This week the Forbes list – a ranking of the richest people in the world, was released. Bill Gates did not regain his title as the richest man in the world, partly because he gave away a lot of his wealth to charity and also because Mexican tycoon Carlos Slim’s net worth jumped 38%.
But don’t cry for Gates, his fortune still comes in at $56b or more than the size of the economy of Kenya, Tanzania and Uganda put together.
Africa’s highest ranked is Nigerian Aliko Dangote who has interest in sugar, flour and cement. He is in the top 100 at 51 thanks to a near seven fold increase in his net worth.
No East and central African made the list whose African interest was dominated by South Africans, Egyptians and Nigerians.
The Forbes List which started in 1982 is a celebration of capitalism and as lists go probably means more to the readers of the lists than the entrants.
It has its place in determining which economies are generating wealth or in the case of Africa, which countries in addition are experiencing a rapid expansion in wealth disparities.
A friend of mine keeps saying that the reason we have so many problems – political, economic and social as a country is because we do not have enough rich men.

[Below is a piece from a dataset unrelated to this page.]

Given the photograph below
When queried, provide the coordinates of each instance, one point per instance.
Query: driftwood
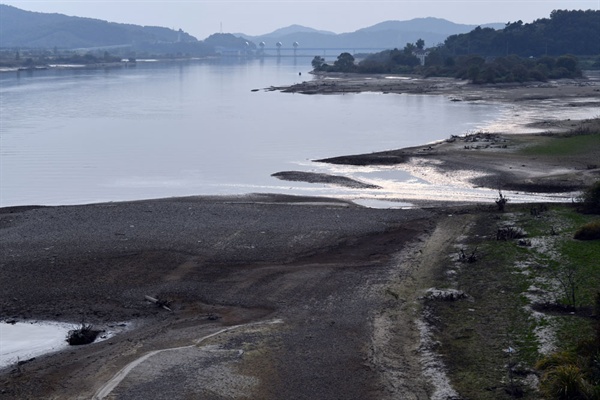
(160, 303)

Given that with our GDP of $16b we would not be even in the top 50 on the Forbes list maybe we need to ask ourselves why that is.
To begin with we are unlikely to get a member of the Forbes List in the foreseeable future because our rich men run local operations.

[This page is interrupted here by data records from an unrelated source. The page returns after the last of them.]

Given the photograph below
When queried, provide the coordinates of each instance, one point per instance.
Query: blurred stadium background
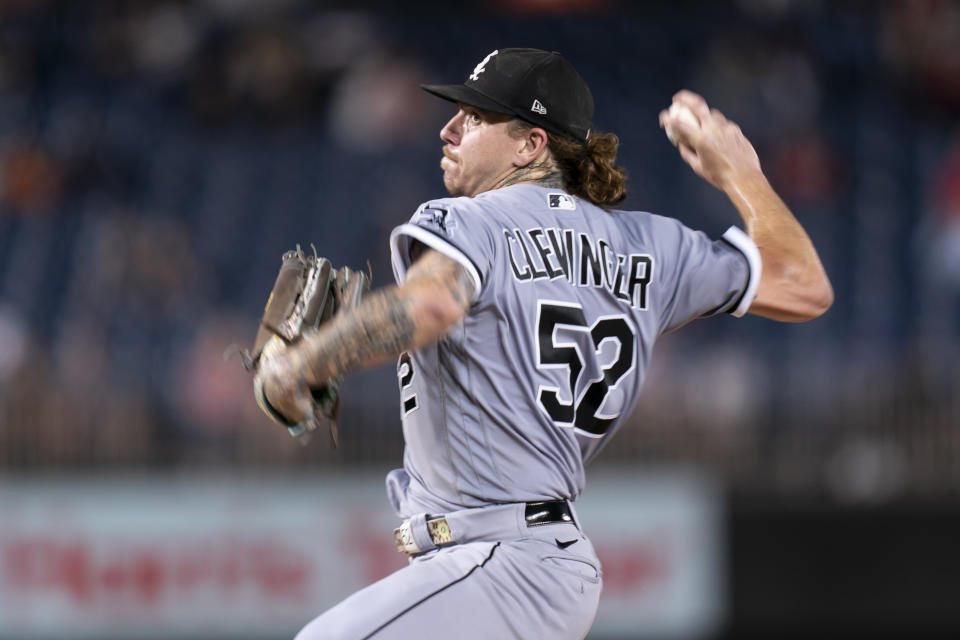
(157, 157)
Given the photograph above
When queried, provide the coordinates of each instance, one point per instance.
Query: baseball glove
(307, 293)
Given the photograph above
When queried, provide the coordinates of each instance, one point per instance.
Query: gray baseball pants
(507, 580)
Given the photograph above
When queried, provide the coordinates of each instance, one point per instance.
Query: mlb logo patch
(561, 201)
(437, 217)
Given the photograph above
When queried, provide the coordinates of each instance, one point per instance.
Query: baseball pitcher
(523, 319)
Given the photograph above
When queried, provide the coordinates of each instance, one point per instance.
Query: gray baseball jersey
(570, 298)
(504, 411)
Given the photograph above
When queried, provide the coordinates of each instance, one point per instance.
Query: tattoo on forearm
(383, 328)
(384, 325)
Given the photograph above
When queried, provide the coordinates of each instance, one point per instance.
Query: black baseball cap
(537, 86)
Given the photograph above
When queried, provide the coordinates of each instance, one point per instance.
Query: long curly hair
(589, 168)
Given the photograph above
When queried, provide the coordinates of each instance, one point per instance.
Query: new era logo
(561, 201)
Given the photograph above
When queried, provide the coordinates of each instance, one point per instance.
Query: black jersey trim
(401, 253)
(430, 595)
(746, 246)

But maybe more importantly our businessmen are not harnessing the power of collective investment. They are going it alone. Financing their businesses with personal savings and for the more sophisticated ones bank financing.
Last week Tony Wainaina, whose experience includes stints with Kenya’s most successful investment companies Centum and Transcentury, was in town to talk about creating wealth during investment groups.
During a talk organized by financial advisors, Akamai Global and sponsored by the Competitiveness and Investment Climate strategy Secreteriat of the finance ministry, Wainaina listed commitment, vision, governance and trust as critical success factors.
Wainaina said that in Kenya investment groups control up to a billion dollars in assets – and we haven’t even counted the Savings & Credit organizations.
Just as with an investment group, a lack of vision will keep your business small even if it had a chance to grow bigger.
I think the key for our businessmen is to look at business as satisfying the needs of others beyond the individual founder or founding family. There is only so much one can eat, one house one can sleep in at a time and only so much of life’s pleasures one can savour in a life time.
But if the business’ vision extends to creating jobs and services for thousands and even millions then we will see bigger concerns come. Without this they will continue to be big fish in small ponds.
As a nation it is also important that we have big local businessmen and concerns not only because they create employment and provide services but also because as a result national stability has a chance to gain root.
Big business will need cash and the more businesses there are the more likely they will tap the local population for capital. In so doing – beyond the jobs, more people will have an interest in continued stability of the nation.
Poverty levels should not be viewed as just a statistic but also as a real threat to national security. A poor population has nothing to lose and when people are desperate the rule of law is suspended so that people can make a living any which way they can.
Singapore’s founding father Lee Kuan Yew in his book “The Singapore story: From third world to first” describes how demonstrations in the city state became less violent in the city state as the rate of home ownership increased.
So we should be concerned that we do not have an entry on the Forbes list or have some of the biggest companies on the continent or in the region.
And as a consequence our business men should know they can not do it alone, especially using our small economy as a launch pad. Aggregating our resources through collective investments is the way to go.